序章 ―1―
「行って来ます」
そう言って家を出る。閑静な住宅街にあるからか、人通りは少ない。歩いている人といえば、学生か犬の散歩中の優雅な奥様くらいだ。
「あら、百合さん、おはよう」
すれ違い様に声を掛けられた。2件隣の弁護士さん家の奥様だ。
「おはようございます、今日も暑いですね」
百合は当たり障りのない言葉を掛ける。この手の大人には小さい頃から慣れていた。
どういう言葉を発し、どういう受け答えをすれば良いか。高校生という年齢よりも、少し大人びた感覚を持っているのかもしれない。
話好きの奥様だ、下手をしたら学校に遅刻なんてことも有り得る。百合は適当な所で話を切り、足早に学校へ急いだ。
時計を見れば7時45分を指していた。
『この時間ならまだ大丈夫そうだ』
百合は心の中で呟いた。実際の登校時間は8時30分まで。それには随分と余裕がある。
だが、何事も早め早めに済ましたい百合は、いつも人通りの少ない時間の登校を心がけていた。
学校までは徒歩15分ほど。歴史がある学校の為か、親子三代で通っている生徒も少なくはない。かく言う百合の家もそうだ。祖父と祖母、父と母、二組の夫婦共学院で出会い結ばれた。
『少し閉鎖的過ぎる』
百合は常々思っていることだ。幼等部から高等部までの一貫性であるからかもしれないが、他の経験もせずに一生の相手を決めるなんて……。
そんな風に思っていても口には出さない。自分の発言で困る人間がいる。そんな風に思えば、自分の思いを胸に留めるなんて簡単なことだから。
「おはよう」
不意に声をかけられて振り返れば、そこには優太がいた。
村上優太、百合の母方のいとこだ。一つ年下で幼い頃はよく遊んだのだが、やはり高校生2年生となれば親族と言えど異性となれば接点は少なくなる。
百合はあまり気にしないのだが、優太は2人きりの所を見られたくないようで、道ですれ違ってもすぐに離れて行く。そんな優太の男心を汲んで深追いはしない。
いつも通りすぐに去って行くと思ったが、今日はそうではないらしい。先程からちらちらと百合の顔を見ている。

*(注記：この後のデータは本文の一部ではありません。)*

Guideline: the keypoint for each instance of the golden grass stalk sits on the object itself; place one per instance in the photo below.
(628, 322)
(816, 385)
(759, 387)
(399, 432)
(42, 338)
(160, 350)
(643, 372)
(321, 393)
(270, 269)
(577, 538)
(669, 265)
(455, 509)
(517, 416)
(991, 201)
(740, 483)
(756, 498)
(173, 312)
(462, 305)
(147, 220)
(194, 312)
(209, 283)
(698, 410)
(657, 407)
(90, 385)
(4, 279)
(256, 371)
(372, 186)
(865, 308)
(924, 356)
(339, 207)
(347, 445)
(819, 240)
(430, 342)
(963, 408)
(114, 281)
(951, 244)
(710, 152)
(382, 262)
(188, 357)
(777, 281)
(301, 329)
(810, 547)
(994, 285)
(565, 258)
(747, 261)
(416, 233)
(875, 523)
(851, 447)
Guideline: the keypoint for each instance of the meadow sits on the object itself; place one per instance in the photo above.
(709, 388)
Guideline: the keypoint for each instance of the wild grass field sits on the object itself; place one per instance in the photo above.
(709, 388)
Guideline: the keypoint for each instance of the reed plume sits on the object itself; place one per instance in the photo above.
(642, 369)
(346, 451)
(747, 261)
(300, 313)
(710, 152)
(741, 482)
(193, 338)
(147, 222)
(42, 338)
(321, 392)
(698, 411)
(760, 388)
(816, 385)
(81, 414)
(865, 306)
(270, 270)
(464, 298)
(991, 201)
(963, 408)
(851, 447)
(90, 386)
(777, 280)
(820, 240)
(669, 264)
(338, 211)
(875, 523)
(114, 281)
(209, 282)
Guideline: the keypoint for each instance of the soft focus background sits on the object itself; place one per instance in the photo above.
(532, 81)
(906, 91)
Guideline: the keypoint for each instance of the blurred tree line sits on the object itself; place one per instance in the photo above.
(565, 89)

気にはなるが、優太から言わなければ話しかけない。百合は心の底でそう決めていた。
どれくらい時間が経っただろうか。あと数メートル先には校門が見える。いつもと変わらず守衛さんが立っていて、登校してくる生徒を見守っている。
「あ、あのさ」
優太が決心したかのように立ち止まり声を上げた。その声は少し大きく、周りの生徒が二度見するくらいだ。
状況に気づいたのか、優太が『悪い』と呟いた。
「あの、さ……百合って、生徒会とかって興味ある?」
「ない」
「そんなにバッサリ切らなくても良いだろ?」
「興味がないものはないのだから仕方がないじゃない」
相手に期待を持たせるだけ無駄なのだ。一度でも話に乗れば、相手は興味があると思い込んでしまう。
そんな状況だけは避けたかった。
「ならさ、会長ってどう思う?」
「興味がない」
「だから……」
優太は頭を抱えながら次の言葉を考えている。しかし『会長』と言われてもあまり顔を思い出せないのが事実だ。
確か、葉山義之と言った気がする。クラスの女子はカッコいいとは言っていたが、イマイチよくわからない。
人の趣味に首を突っ込む気はさらさらないので、その辺りは適当に過ごすことにしていた。
「じゃあ、俺こっちだから」
百合の態度に優太は諦めたらしく、乗降口へと続くメインストリートから1本外れた脇道を指差した。学院の西側、それは生徒の中では『聖域』と呼ばれている場所だ。
「授業が始まる前から行くなんてご苦労様ね」
「寧ろ、早朝会議があるんだよ」
百合の棘のある言葉を全く気にせず優太は溜め息混じりに言った。『早朝会議』というものが何かわからないが、きっと面倒なことには変わらないのだろう。
百合は優太を気にせずに乗降口へ向かって歩き出す。特に振り返る理由もなかったが、『百合』という優太の声に振り返らざるを得なかった。
「なに?」
「先に謝っておく、ごめん」
いきなり優太が深々と頭を下げた。なぜ、そんなことをしたのかわからなかった。
だが、優太がこんなことをするのは理由があるからだろう。百合は何となくだが、彼の行動は自分を思ってのことだと思った。
「良いよ、別に」
そう短く言えば、百合は乗降口を目指して歩き出した。そこにはいつもと変わらぬ日常が戻っていた。